Tuesday, December 8, 2015


I renew my USAC Level 1 license every two years so I have to turn in my current tally. The requirement is 40 over two years and I'm happy to say I have 63 in that time. Some of the highlights:

every ACE Fitness Magazine quiz, monthly, 2-7 quizzes at .1 per quiz
Safe Team webinar (required)
2012 USAC Summit dvd 20 CEU's
USAT coaches clinic 20 CEU's
PED's, Coaching Juniors, The Winning Mind, Low Carb High Fat Diet, Intensity Metric Triangulation, 10 Simple Ways to Lose Weight, 10 Ways to Increase Power, Long Slow vs HIT, and CPR/AED

Monday, December 7, 2015

Descending Intervals

feeling better, and it was in the mid 40's, so I headed out to do these; each set of times represents 60, 45, 30 and 15 second efforts with the same time between (60, then 45, then 30, then 2-3 minutes between sets): 512/567/569/624, 529/537/586/661, 534/515/584/647, 508/514/569/651, 513/522/602/630...avg cadences between 97 and 102....NP for 55 minutes at 340

Sunday, December 6, 2015

December Training

Pretty cold weekend so I did some indoor rides with some tempo (20 minutes at 280). Certainly less on that power than I did outside in TN last week (310+) but HR was about the same so I went with it. With temps at 30 on Saturday morning, I decided to ride inside with an hour session in the morning and another in the afternoon. Did the same today, one in the morning and another watching the first half of the Bengals-Browns game. I just don't get much benefit from riding when its below 40. Even with my SIDI cycling boots and warm gloves, I'm still too cold. Thirty degrees at 18-20 mph with no additional wind gives a temperature of 17-19 degrees. My basement is a pleasant 68-70. I'd rather sweat than freeze. I get outside for a daily hike in the local park and yesterday I did some mulching in my garden for a couple of hours.

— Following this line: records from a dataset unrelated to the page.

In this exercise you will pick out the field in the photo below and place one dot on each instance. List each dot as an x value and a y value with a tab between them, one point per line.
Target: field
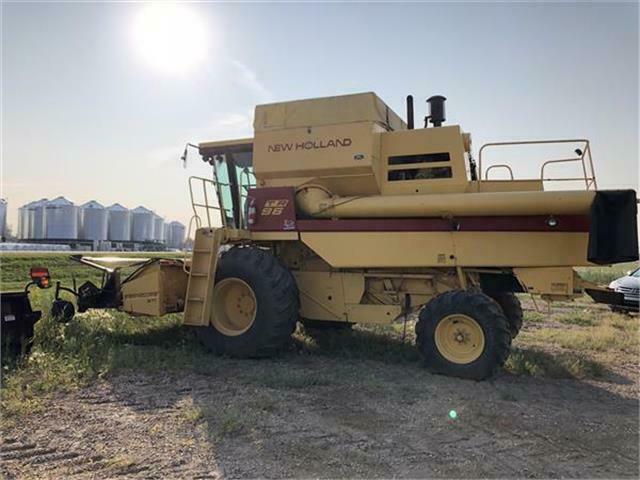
111	395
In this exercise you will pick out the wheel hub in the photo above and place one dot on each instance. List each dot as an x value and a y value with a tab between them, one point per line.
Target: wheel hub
459	339
234	307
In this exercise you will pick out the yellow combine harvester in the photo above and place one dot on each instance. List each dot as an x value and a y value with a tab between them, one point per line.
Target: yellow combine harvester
338	212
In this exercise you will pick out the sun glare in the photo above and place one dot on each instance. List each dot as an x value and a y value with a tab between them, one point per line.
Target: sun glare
171	38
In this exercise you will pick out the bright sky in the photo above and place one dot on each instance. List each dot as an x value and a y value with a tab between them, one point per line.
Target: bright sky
99	99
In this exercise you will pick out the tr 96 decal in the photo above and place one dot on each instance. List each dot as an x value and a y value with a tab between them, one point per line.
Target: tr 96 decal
274	207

Looking ahead, we're still going with shorter efforts with lots of intensity. I see descending intervals, some short steady state, etc in the next 10 days. Its a long way to the first events in the spring so some pacing in the schedule is important. We certainly want to keep up the power but not over do it.

Friday, December 4, 2015

Over Unders

Did these inside as it was just a little too cold to head outside (low 30's). Held 320 over and 290-300 under for 2 minutes over/2 under /2 over /2 under, three sets. Not my best effort as fighting a slight cold but ok for December.